Solved – What’s difference between SE and lsmean’s SE

lsmeanssample-sizestandard error

Here's a link of the past question.

Although I'm so beginner of statistic, I keep trying to understand statistic.

The past question is about significantly unequal sample size.

After that, I would like to visualize the mean with standard error to show no statistical difference among the groups. However, I found the standard error in the lsmeans's results table is different from the manually calculated standard error. I assume this is because of unequal sample size, but it is still unclear.

I might not fully understand behind of lsmeans processes though.
Could anyone let me know why these are different? Or give me information about that?

Any advice, or criticism for my question are welcome!
Thanks!

Below is my code.

three groups having extremely unequal sample size: a – 6, b – 30, c – 6

a <- data.frame("total" = c(180.3946, 184.5053, 174.7285, 176.7839, 168.2292, 171.951), "cond" = "a")

b <- data.frame("total" = c(183.4105,186.4333,178.9715,246.7047,231.7752,169.827,152.21,179.58,133.12,115.18,195.45,102.07,198.0954,242.6217,283.9676,388.9224,236.2608,210.8172,367.2511,374.014,366.124,367.2511,465.7633,396.5568,173.8551,101.9857,156.1761,171.3417,248.2407,206.0161),
"cond" = "b")

c <- data.frame("total" = c(291.6284,280.7974,212.986,271.6146,276.5592,232.7643), "cond" = "c")

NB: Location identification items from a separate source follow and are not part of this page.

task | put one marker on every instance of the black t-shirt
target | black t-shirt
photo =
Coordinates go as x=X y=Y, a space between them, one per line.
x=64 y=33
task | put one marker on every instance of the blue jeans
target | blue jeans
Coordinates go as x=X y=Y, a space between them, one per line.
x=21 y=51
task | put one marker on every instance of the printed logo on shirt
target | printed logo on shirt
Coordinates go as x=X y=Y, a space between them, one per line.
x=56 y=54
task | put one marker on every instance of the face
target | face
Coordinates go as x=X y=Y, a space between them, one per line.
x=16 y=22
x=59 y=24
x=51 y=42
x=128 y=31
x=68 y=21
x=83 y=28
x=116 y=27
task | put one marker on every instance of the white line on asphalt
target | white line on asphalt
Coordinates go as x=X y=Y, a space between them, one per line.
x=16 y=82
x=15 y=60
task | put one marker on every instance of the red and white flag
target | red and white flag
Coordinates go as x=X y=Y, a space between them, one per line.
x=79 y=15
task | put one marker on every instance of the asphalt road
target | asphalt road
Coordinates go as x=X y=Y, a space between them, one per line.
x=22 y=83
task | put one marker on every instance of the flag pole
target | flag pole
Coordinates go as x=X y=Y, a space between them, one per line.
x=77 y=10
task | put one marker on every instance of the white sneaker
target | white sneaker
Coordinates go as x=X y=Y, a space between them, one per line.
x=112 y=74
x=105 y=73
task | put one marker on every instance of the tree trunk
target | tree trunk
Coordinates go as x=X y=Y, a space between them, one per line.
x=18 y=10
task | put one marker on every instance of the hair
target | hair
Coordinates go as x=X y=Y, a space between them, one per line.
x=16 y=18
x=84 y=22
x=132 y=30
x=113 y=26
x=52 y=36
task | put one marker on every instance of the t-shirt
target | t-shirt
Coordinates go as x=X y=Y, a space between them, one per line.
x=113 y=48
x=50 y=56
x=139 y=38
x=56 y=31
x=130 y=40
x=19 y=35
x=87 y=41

combine into one data.frame

total.data <- rbind(a,b,c)

run model to see the effect

model <- lm(total ~ cond, total.data)

load library to do pairwise comparison

library(lsmeans)

lsmeans(model, pairwise~cond)

function for standard error

st.err <- function(x) {
sd(x)/sqrt(length(x))
}

calculate standard error using tapply

with(total.data,tapply(total, cond, st.err))

comparing between two SEs

lsmeans(model, pairwise~cond) [1]

$lsmeans

cond lsmean SE df lower.CL upper.CL

a 176.0988 34.77988 39 105.7498 246.4477

b 234.3331 15.55403 39 202.8721 265.7941

c 261.0583 34.77988 39 190.7094 331.4073

Confidence level used: 0.95

with(total.data,tapply(total, cond, st.err))

a b c

2.384709 17.878830 12.632462

Best Answer

The distinction is that you fitted a model that pools the SDs together into one common value. To show more precisely, first let's get some stats:

> ( n <- with(total.data, tapply(total, cond, length)) )
 a  b  c 
 6 30  6 

> ( s <- with(total.data, tapply(total, cond, sd)) )
       a        b        c 
 5.84132 97.92638 30.94309

Note that the sample SDs are quite different from one another, which is part of the reason for your confusion.

Now, the standard errors you calculated are based on the individual SDs:

> s / sqrt(n)
        a         b         c 
 2.384709 17.878830 12.632462

But the ones that lsmeans outputs are based on one SD (the pooled SD, which is obtained from a weighted average of the variances):

> ( s.p <- sqrt(sum((n - 1) * s^2) / sum(n - 1)) )
[1] 85.19295

> s.p / sqrt(n)
       a        b        c 
34.77988 15.55403 34.77988

The latter results match those from the lsmeans output. Note that the largest s corresponds to the largest n, giving it the most weight in calculating s.p. This makes the pooled SD quite a bit larger than the sample SDs for conditions "a" and "c".